A Star Called Henry by Roddy Doyle is a New York Times Editor’s Choice award winning book is a Penguin Classic that was published over 16 years ago and it still has cache today.
Doyle has a voice that is compelling and draws you into the life of Melody and Henry Smart who live in Ireland. Even through the vivid recounting of rough times, heart-wrenching miscarriages and stillborn children you root for this couple. The reader is rewarded by the birth of baby Henry Smart who is the picture of health in all of the poverty artfully portrayed by Doyle in a colloquial, yet literary manner.

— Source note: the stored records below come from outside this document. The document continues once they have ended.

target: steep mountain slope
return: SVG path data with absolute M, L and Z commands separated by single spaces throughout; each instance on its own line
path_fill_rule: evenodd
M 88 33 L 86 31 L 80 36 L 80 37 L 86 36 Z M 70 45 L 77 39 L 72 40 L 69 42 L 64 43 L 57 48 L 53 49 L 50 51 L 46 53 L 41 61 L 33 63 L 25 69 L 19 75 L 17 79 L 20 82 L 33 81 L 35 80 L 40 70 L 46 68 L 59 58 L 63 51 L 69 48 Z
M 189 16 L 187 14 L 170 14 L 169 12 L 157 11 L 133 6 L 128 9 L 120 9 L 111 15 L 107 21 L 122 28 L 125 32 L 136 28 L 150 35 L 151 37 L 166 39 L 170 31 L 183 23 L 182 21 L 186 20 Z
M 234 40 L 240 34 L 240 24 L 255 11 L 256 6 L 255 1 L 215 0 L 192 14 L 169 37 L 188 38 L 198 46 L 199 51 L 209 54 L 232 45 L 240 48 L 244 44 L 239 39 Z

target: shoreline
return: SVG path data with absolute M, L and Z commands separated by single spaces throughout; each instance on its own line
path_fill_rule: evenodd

Young Henry Smart’s life parallels Ireland’s campaign for freedom from British rule and Henry is somehow a part of every important phase of the Revolution. It reminded me of the movie Forrest Gump and how Forrest was inserted in all of the important movements and moments in American history in the 60’s, 70’s and 80’s. However, A Star Called Henry is nowhere near the campiness of Gump. It is at once surreal, poignant, literary and gritty due to the Irish brogue voice Doyle utilizes throughout the book.
There’s one passage on page 208 that gripped me and encapsulated the entire struggle for independence and the inner machinations of the British Empire at the time. This one passage left a great impression on me. It is:
“And the British would hit back; they’d over-react. They always did. Over the next four years, they never let us down. It wasn’t that they made bad judgments, got the mood of the country wrong: they never judged at all. They never considered the mood of the country worth judging. They made rebels of thousands of quiet people who’d never thought beyond their garden gates. They were always our greatest ally; we could never have done it without them.” – Roddy Doyle, A Star Called Henry
This is the type of book I read – one full of insight, humor, and the realities of life of those less than privileged. It is definitely rough reading at times however there’s a wonderful payoff when you finish the book.